MADRID (Reuters) - Spanish socialist Pedro Sanchez was catapulted to power on Friday, taking over as prime minister from veteran conservative Mariano Rajoy, who lost a no-confidence vote in the wake of a corruption scandal.
Lawmakers stood and cheered in parliament as the untested 46-year-old - a pro-European lawmaker who has never been in government - became the country’s seventh head of government since its return to democracy in the late 1970s.
Rajoy’s departure after six years in office may lead to a spell of political uncertainty in the euro zone’s fourth-largest economy, just as the third-largest - Italy - pulls back from early elections.
“I am aware of the responsibility I am assuming, of the complex political moment our country is going through, and I will rise to all the challenges with humility and dedication,” Sanchez told reporters.
Sanchez, who became prime minister with only 84 seats for his Socialists in the 350-member assembly thanks to support from the hard-left Podemos and smaller nationalist parties, said he intends to steer the country through to mid-2020 when the parliamentary term ends.
But his majority - the smallest for a Spanish government since the return to democracy following Francisco Franco’s death in 1975, makes it unclear how long his administration can last.
His strong pro-European credentials, and the fact that Rajoy also ran a minority government, suggest fallout from any political ructions is likely to be limited.
Spain’s stock market rose after the parliamentary vote, to trade nearly 2 percent higher on Thursday’s close, while the country’s borrowing costs fell, soothed by Sanchez’s commitment to respecting a fiscally conservative budget passed by Rajoy.
“Sanchez has reiterated a commitment with European orthodoxy and budget control in Spain,” UBS analysts said. “We do not anticipate a substantial impact on the pace of growth.”
Anti-establishment parties in Rome revived coalition plans on Thursday, ending three months of turmoil by announcing a government that, by contrast, says it will increase spending and challenge European Union fiscal rules.
In Berlin, a government spokesman said Germany hoped for a stable government in Madrid.
The socialists’ unlikely leap into office, unexpected just a few days ago for a party that lags the center-right Ciudadanos and Rajoy’s conservative People’s Party (PP) in opinion polls, was precipitated by last week’s sentencing of dozens of people linked to the PP to decades in jail in a corruption trial.
Anger with corruption allowed Sanchez to win Friday’s no-confidence motion by 180 votes to 169, with one abstention.
But the fragmented parliament means he will find it hard to row back on structural reforms passed by his predecessor, including new labor laws and cuts in healthcare and education.
The anti-austerity Podemos, a product of widespread anger at spending cuts imposed by Rajoy’s first government at the height of the euro zone crisis, has promised to support Sanchez in parliament.
But the hard-left party seems unlikely to gain major influence over Sanchez, who is keen to win back centrist voters.

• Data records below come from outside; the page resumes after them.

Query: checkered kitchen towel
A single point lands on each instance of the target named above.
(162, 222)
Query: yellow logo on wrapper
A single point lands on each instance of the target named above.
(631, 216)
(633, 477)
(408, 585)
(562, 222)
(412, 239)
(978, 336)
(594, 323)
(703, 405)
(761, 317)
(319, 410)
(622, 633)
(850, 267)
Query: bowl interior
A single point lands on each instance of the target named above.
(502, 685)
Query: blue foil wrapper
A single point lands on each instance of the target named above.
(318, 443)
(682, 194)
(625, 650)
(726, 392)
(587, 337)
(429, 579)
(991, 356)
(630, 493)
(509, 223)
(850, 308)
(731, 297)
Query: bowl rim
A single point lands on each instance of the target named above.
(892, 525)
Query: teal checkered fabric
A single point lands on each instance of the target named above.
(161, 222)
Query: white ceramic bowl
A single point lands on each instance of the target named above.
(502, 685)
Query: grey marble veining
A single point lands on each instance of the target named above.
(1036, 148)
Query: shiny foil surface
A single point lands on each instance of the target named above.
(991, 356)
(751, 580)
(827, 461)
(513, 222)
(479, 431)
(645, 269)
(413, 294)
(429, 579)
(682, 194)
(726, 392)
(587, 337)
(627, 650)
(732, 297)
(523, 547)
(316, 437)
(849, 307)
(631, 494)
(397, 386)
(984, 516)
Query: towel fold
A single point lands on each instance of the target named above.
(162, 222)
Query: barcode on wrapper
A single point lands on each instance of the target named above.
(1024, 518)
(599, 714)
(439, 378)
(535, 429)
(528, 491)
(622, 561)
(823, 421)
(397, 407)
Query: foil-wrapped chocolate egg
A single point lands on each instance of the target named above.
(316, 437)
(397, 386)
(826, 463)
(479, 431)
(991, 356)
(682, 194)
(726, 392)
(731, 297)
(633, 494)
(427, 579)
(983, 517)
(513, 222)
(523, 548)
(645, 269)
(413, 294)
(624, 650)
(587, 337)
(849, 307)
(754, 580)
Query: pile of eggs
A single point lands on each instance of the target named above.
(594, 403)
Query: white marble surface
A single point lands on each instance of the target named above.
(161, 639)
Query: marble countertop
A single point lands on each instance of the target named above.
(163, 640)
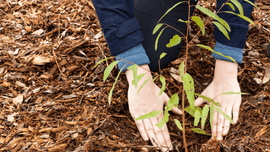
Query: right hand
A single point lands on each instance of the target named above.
(146, 101)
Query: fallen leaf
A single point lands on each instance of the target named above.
(18, 99)
(175, 74)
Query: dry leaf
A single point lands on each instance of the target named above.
(42, 60)
(18, 99)
(175, 74)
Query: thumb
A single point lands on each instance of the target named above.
(174, 109)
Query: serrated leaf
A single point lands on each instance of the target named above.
(178, 124)
(232, 93)
(204, 115)
(214, 16)
(157, 27)
(164, 120)
(149, 115)
(251, 3)
(199, 22)
(231, 5)
(174, 41)
(241, 16)
(208, 99)
(197, 117)
(156, 43)
(210, 49)
(182, 69)
(199, 131)
(188, 84)
(170, 10)
(211, 115)
(111, 91)
(222, 29)
(162, 80)
(162, 55)
(109, 69)
(238, 5)
(224, 114)
(101, 61)
(143, 84)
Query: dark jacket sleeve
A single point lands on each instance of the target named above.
(122, 31)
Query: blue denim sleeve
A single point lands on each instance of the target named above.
(121, 29)
(239, 28)
(134, 55)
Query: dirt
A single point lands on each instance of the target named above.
(51, 98)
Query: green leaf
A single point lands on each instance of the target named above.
(174, 41)
(109, 69)
(251, 3)
(214, 16)
(143, 84)
(173, 102)
(204, 115)
(162, 55)
(149, 115)
(189, 89)
(210, 49)
(182, 69)
(211, 115)
(199, 22)
(156, 43)
(162, 80)
(199, 131)
(178, 124)
(170, 10)
(222, 29)
(232, 93)
(208, 99)
(197, 117)
(164, 120)
(111, 91)
(231, 5)
(157, 27)
(224, 114)
(101, 61)
(242, 16)
(140, 77)
(238, 5)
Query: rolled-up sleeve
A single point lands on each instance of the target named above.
(121, 29)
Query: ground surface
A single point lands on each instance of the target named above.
(52, 100)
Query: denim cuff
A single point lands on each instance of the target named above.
(234, 52)
(134, 55)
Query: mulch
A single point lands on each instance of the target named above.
(51, 98)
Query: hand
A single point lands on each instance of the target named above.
(225, 80)
(146, 101)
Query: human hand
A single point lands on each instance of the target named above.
(146, 101)
(225, 80)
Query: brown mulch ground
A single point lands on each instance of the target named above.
(52, 100)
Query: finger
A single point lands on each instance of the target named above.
(199, 101)
(166, 135)
(220, 127)
(214, 123)
(160, 134)
(174, 109)
(150, 132)
(141, 128)
(227, 123)
(236, 112)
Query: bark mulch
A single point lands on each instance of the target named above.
(52, 100)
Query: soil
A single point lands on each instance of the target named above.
(51, 98)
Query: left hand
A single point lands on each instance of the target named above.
(225, 80)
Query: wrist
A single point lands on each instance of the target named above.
(225, 70)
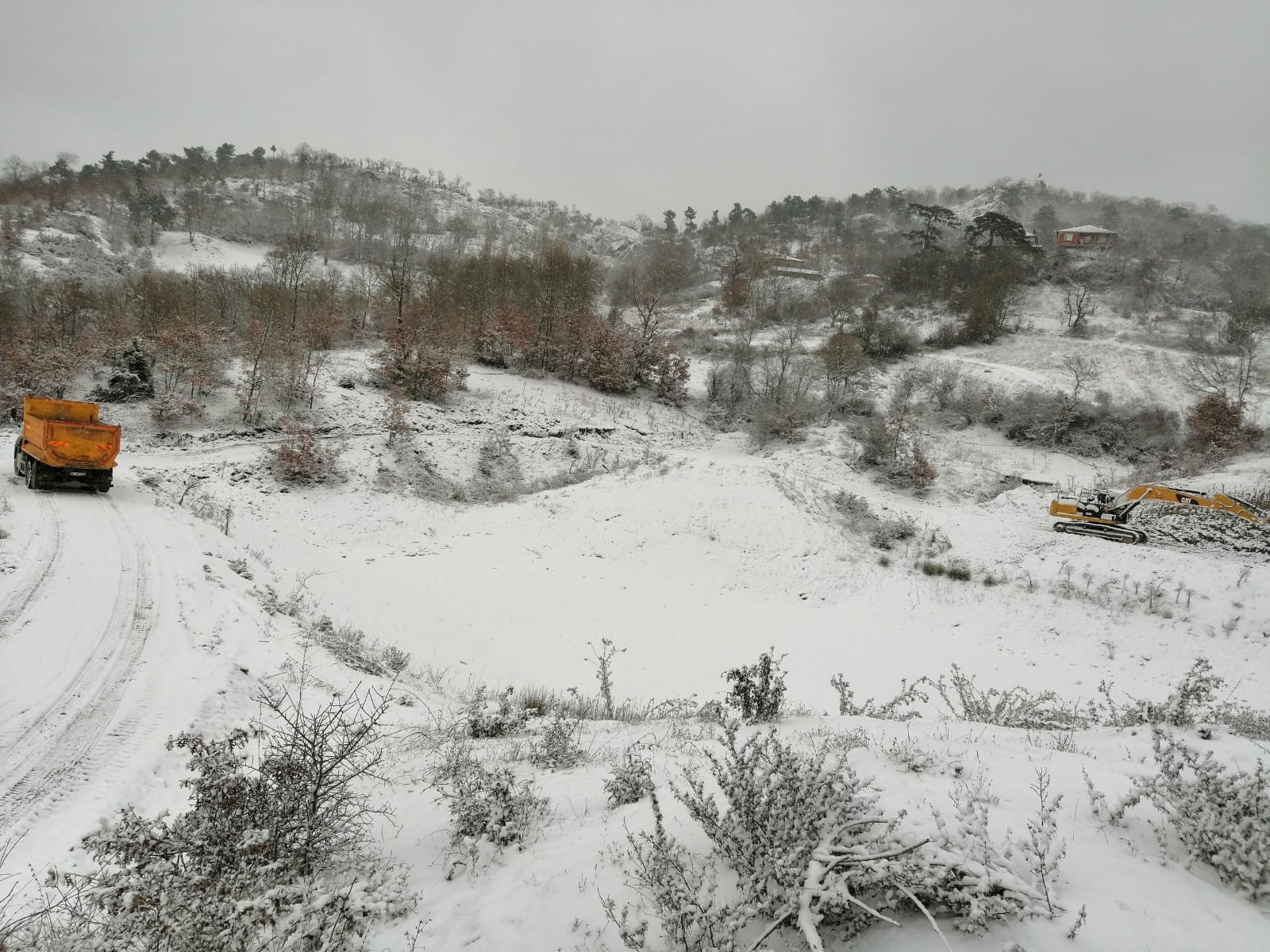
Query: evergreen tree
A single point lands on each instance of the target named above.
(997, 228)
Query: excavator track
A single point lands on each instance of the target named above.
(1113, 533)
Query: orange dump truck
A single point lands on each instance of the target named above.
(64, 443)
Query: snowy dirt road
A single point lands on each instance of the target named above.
(76, 626)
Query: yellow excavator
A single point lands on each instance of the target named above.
(1099, 512)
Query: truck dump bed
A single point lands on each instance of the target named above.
(67, 435)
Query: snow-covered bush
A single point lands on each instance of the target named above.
(812, 844)
(1221, 816)
(1016, 708)
(759, 689)
(899, 708)
(1191, 701)
(298, 459)
(491, 806)
(679, 890)
(887, 532)
(558, 748)
(277, 854)
(493, 716)
(632, 781)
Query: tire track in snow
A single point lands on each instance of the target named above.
(51, 754)
(48, 558)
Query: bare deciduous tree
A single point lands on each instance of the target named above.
(1080, 302)
(1083, 372)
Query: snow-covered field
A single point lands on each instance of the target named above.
(122, 621)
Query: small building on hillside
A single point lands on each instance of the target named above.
(1089, 236)
(791, 267)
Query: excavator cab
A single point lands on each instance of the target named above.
(1092, 501)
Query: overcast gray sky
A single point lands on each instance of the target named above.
(635, 107)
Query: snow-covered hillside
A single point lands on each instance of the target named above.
(510, 532)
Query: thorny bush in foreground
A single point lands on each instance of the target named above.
(812, 846)
(277, 854)
(1221, 816)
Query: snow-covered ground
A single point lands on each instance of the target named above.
(122, 622)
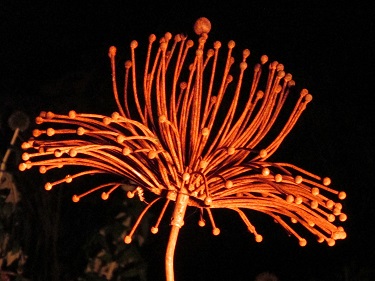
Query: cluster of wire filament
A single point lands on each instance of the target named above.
(199, 123)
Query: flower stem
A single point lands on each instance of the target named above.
(176, 223)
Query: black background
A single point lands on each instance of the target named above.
(328, 47)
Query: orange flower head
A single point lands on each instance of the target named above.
(196, 120)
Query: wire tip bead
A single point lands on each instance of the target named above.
(342, 195)
(258, 238)
(302, 242)
(127, 239)
(48, 186)
(201, 223)
(154, 230)
(326, 181)
(112, 51)
(216, 231)
(105, 196)
(202, 25)
(75, 198)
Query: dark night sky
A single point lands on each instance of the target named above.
(327, 47)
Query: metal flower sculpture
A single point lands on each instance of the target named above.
(194, 135)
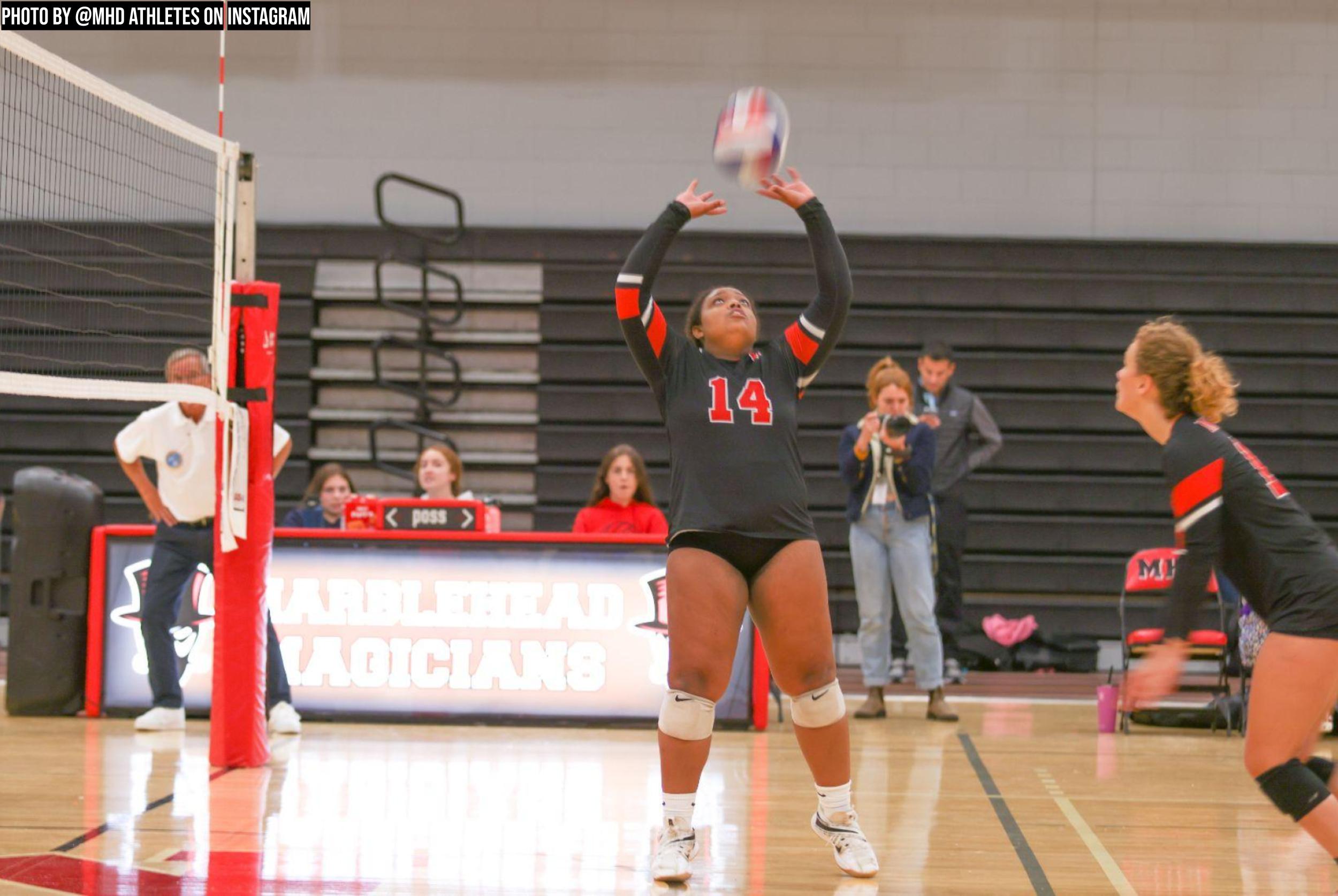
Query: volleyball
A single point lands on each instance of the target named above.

Outgoing premier Rajoy conceded defeat prior to the no-confidence vote, congratulating Sanchez and telling deputies in a short speech: “It has been an honor to have left Spain in a better state than I found it.”
The 63-year-old veteran took over the government in 2011 in the middle of a deep recession and presided over a dramatic economic recovery.
However, his position had become increasingly untenable, undermined by scandals encircling his party as well as an independence drive in the wealthy region of Catalonia, which led Madrid to impose direct rule on the region last autumn.
Two Catalan pro-independence parties backed the motion of no-confidence in Rajoy.
Sanchez, who will be sworn in on Saturday, is expected to appoint his cabinet next week, has promised to start talks with the Catalans but has said he will not give the region an independence referendum.
On Friday, Catalan authorities announced their new cabinet, hoping to pave the way for Madrid to end its direct rule.
German prosecutors on Friday made a court application for the extradition to Spain of the leader of Catalonia’s independence movement, former regional president Carles Puigdemont, on charges linked to his role in the region’s independence drive.